Vineyard Wind, which plans to build the country’s first industrial-scale offshore wind farm 15 miles south of the Island — has cleared a major hurdle on the road to development with the release of a long-sought environmental impact statement.

The supplemental environmental impact statement, published on June 10 by the Bureau of Ocean Energy Management, examines the effects of the project in the context of “reasonably foreseeable offshore wind development” along the Atlantic coast using new fishing data and previously unanalyzed project alternatives. Earlier environmental impact statements have only analyzed the Vineyard Wind project individually.
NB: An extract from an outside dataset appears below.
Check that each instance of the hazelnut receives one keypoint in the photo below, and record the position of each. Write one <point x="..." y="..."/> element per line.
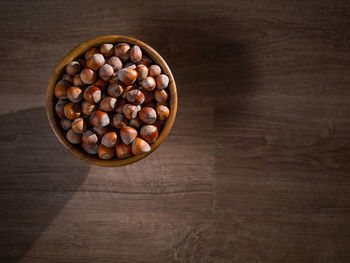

A 45-day public comment period on the supplemental statement is now open.

While BOEM rated the direct and indirect impacts of the 800-megawatt, 80-turbine development on coastal habitats, terrestrial and coastal fauna, marine mammals, seafloor resources, essential fish habitat and sea turtles as negligible to moderate with potential benefits, the report noted that impact on the commercial fishing industry could be more dramatic and adverse.

The impact on local commercial fishing from the Vineyard Wind project was rated as moderate, while the report predicted that the cumulative impact on all offshore wind development planned for the next decade could be major.

“The proposed action would contribute . . . permanent impacts from the presence of structures [cable protection measures and foundations], including navigation hazards, gear loss and damage, and space use conflicts,” the report says. “Thus, the overall cumulative impacts on commercial fisheries and for-hire recreational fishing qualifies as major because the fishing industry would experience unavoidable disruptions beyond what is normally acceptable.”

The report takes note of mitigation steps already taken by Vineyard Wind, including financial compensation for fishermen and uniform spacing and layout across adjacent wind projects. Vineyard Wind also has proposed job creation in the region.

Originally scheduled to begin construction in early 2020, the $2.8 billion project has been mired in federal permitting delays for much of the past two years after stakeholders, including commercial fishing interests, the National Oceanic and Atmospheric Association and the Trump administration, put the brakes on the project by requesting regulators examine the cumulative impacts of all offshore wind development across the Atlantic coastline.

The Vineyard Wind development is only the first of 16 of planned commercial offshore wind farms that will likely stretch from North Carolina to Maine over the next 10 years, resulting in 22 gigabytes of wind energy generation and the construction of 2,000 wind turbines, according to the report.

But the recent release of the supplemental environmental impact statement now allows the project to take a step forward, including a major step toward construction, tentatively scheduled for early 2021. A final environmental impact statement is scheduled to be released on Dec. 18, which would clear way for the project to break ground on the seafloor.

The project has hit its fair share of local permitting snags as well. Although two undersea cables that will connect the wind farm to mainland Cape Cod were approved by the Martha’s Vineyard Commission in early 2019, the Edgartown conservation commission denied the cables last summer after hearing concerns from dozens of local commercial fishermen. The two sides later settled, with Vineyard Wind promising to conduct regular impact studies and monitoring on benthic habitat.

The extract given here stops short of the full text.